Exportações baianas têm redução de 32,7% em julho

Queda é em comparação com mesmo período do ano passado; menor demanda internacional e seca são apontadas como causas

Redação
Foto: Rafael Martins/SECOM
Foto: Rafael Martins/SECOM

 

Após esboçar uma reação no segundo trimestre do ano, as exportações baianas voltaram a registrar queda pelo segundo mês consecutivo. Em julho, atingiram US$ 543,2 milhões com redução de 32,7% comparado a igual mês do ano passado. No acumulado do ano até julho, as exportações baianas alcançaram US$ 3,96 bilhões, um volume 8,6% inferior ao mesmo período de 2015.

As informações são da Superintendência de Estudos Econômicos e Sociais da Bahia (SEI), autarquia vinculada à Secretaria de Planejamento (Seplan). Menor demanda global por commodities e a consequente queda dos preços, além da seca que vem afetando a produção agrícola do estado são apontados como os principais responsáveis pela retração das exportações.

A queda de 60% nos embarques de soja em julho também foi determinante para o resultado negativo apurado. As vendas atingiram apenas US$ 49,6 milhões, o que representou uma redução de 72% frente a julho de 2015. Os preços comparados a julho do ano passado também recuaram 30,3%, o que influenciou exportadores a segurar negócios na perspectiva de um novo fator capaz de empurrar as cotações para cima.

As exportações de produtos manufaturados também caíram 20%, fruto do desempenho negativo do setor químico que caiu 19,8% e dos derivados de petróleo (-36,8%). O setor automotivo, entretanto, foi o destaque positivo com crescimento de 42,2%, fruto do aumento nos embarques para a Argentina e Chile, além do efeito câmbio, que tem deixado os preços do setor mais competitivos no mercado internacional.

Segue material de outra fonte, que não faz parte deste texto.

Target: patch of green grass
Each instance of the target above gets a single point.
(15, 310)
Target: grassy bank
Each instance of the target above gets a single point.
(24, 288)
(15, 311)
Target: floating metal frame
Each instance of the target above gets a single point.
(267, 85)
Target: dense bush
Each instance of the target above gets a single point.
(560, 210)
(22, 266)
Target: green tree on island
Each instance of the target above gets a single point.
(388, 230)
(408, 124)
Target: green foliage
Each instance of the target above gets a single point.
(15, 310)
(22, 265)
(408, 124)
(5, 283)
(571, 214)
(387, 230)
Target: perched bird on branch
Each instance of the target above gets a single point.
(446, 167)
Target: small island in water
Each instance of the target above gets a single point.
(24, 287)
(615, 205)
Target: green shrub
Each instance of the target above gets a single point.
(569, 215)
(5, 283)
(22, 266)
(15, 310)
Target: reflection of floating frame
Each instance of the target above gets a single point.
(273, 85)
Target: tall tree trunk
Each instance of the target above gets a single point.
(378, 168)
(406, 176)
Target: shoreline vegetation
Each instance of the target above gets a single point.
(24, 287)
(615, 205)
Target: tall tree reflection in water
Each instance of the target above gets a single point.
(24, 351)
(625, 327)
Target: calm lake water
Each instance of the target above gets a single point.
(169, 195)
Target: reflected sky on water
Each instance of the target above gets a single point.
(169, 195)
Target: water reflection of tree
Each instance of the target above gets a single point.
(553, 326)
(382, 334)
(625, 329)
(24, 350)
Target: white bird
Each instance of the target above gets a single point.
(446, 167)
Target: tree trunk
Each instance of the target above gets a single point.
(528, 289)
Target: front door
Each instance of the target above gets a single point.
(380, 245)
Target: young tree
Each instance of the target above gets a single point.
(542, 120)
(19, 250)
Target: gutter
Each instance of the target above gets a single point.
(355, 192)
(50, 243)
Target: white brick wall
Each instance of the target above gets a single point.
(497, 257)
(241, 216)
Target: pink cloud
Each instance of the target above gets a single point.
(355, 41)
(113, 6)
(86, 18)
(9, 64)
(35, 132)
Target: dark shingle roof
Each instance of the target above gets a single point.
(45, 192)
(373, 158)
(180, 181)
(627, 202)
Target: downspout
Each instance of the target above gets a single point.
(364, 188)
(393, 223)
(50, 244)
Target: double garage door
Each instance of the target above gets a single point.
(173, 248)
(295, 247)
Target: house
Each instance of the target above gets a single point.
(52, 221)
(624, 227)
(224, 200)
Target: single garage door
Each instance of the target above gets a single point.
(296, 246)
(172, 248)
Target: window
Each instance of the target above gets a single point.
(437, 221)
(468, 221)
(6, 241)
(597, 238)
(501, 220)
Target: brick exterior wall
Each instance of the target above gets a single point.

Importações – As importações, embora em menor escala, também registraram redução em julho de 1,2%, alcançando US$ 803,3 milhões. Os sinais de alguma recuperação da atividade na indústria e a valorização de 20% do real em relação ao dólar no primeiro semestre contribuíram para que a queda das importações tenha sido menor que a das exportações.